Mais uns apontamentos nesta matéria... Eu vejo diante de mim, no espaço incolor mas real do sonho, as caras, os gestos de Caeiro, Ricardo Reis e Álvaro de Campos. Construí-lhes as idades e as vidas. Ricardo Reis nasceu em 1887 não me lembro do dia e mês (mas tenho-os algures), no Porto, é médico e está presentemente no Brasil. Alberto Caeiro nasceu em 1889 e morreu em 1915; nasceu em Lisboa, mas viveu quase toda a sua vida no campo. Não teve profissão nem educação quase alguma. Álvaro de Campos nasceu em Tavira, no dia 15 de Outubro e 189O (às 1.30 horas da tarde, diz-me o Ferreira Gomes; e é verdade, pois, feito o horóscopo para essa hora, está certo).

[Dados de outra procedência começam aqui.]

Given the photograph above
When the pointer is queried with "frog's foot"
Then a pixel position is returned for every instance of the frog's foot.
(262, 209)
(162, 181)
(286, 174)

Este, como sabe, é engenheiro naval (por Glasgow), mas agora está aqui em Lisboa em inactividade. Caeiro era de estatura média, e, embora re­almente frágil (morreu tuberculoso), não parecia tão frágil como era. Ricardo Reis é um pouco, mas muito pouco, mais baixo, mais forte, mais seco. Álvaro de Campos é alto (1,75 m de altura, mais 2 cm do que eu), magro e um pouco tendente a curvar-se. Cara rapada todos - o Caeiro louro sem cor, olhos azuis; Reis de um vago moreno; Campos entre branco e moreno, tipo vagamente judeu português, cabelo, porém, liso e normalmente apartado ao lado, monóculo. Caeiro, como disse, não teve mais educação que quase nenhuma  só instrução primária; morreram-lhe cedo o pai e a mãe, e deixou-se ficar em casa, vivendo de uns pequenos rendimentos. Vivia com uma tia velha, tia-avó. Ricardo Reis, educado num colégio de jesuítas, é, como disse, médico; vive no Brasil desde 1919, pois se expatriou esponta­neamente por ser monárquico. É um latinista por educação alheia, e um semi-helenista por educação própria. Álvaro de Campos teve uma educação vulgar de liceu; depois foi mandado para a Escócia estudar engenharia, primeiro mecânica e depois naval. Numas férias fez a vi­agem ao Oriente de onde resultou o Opiário. Ensinou-lhe latim um tio beirão que era padre.

 

Como escrevo em nome desses três?... Caeiro por pura e inespe­rada inspiração, sem saber ou sequer calcular que iria escrever. Ri­cardo Reis, depois de uma deliberação abstracta, que subitamente se concretiza numa ode. Campos, quando sinto um súbito impulso para es­crever e não sei o quê. (...)

 

FERNANDO PESSOA, «Carta a Adolfo Casais Monteiro sobre a génese dos heterónimos» in: Textos de Crítica e intervenção, Lisboa, Ática, 1980.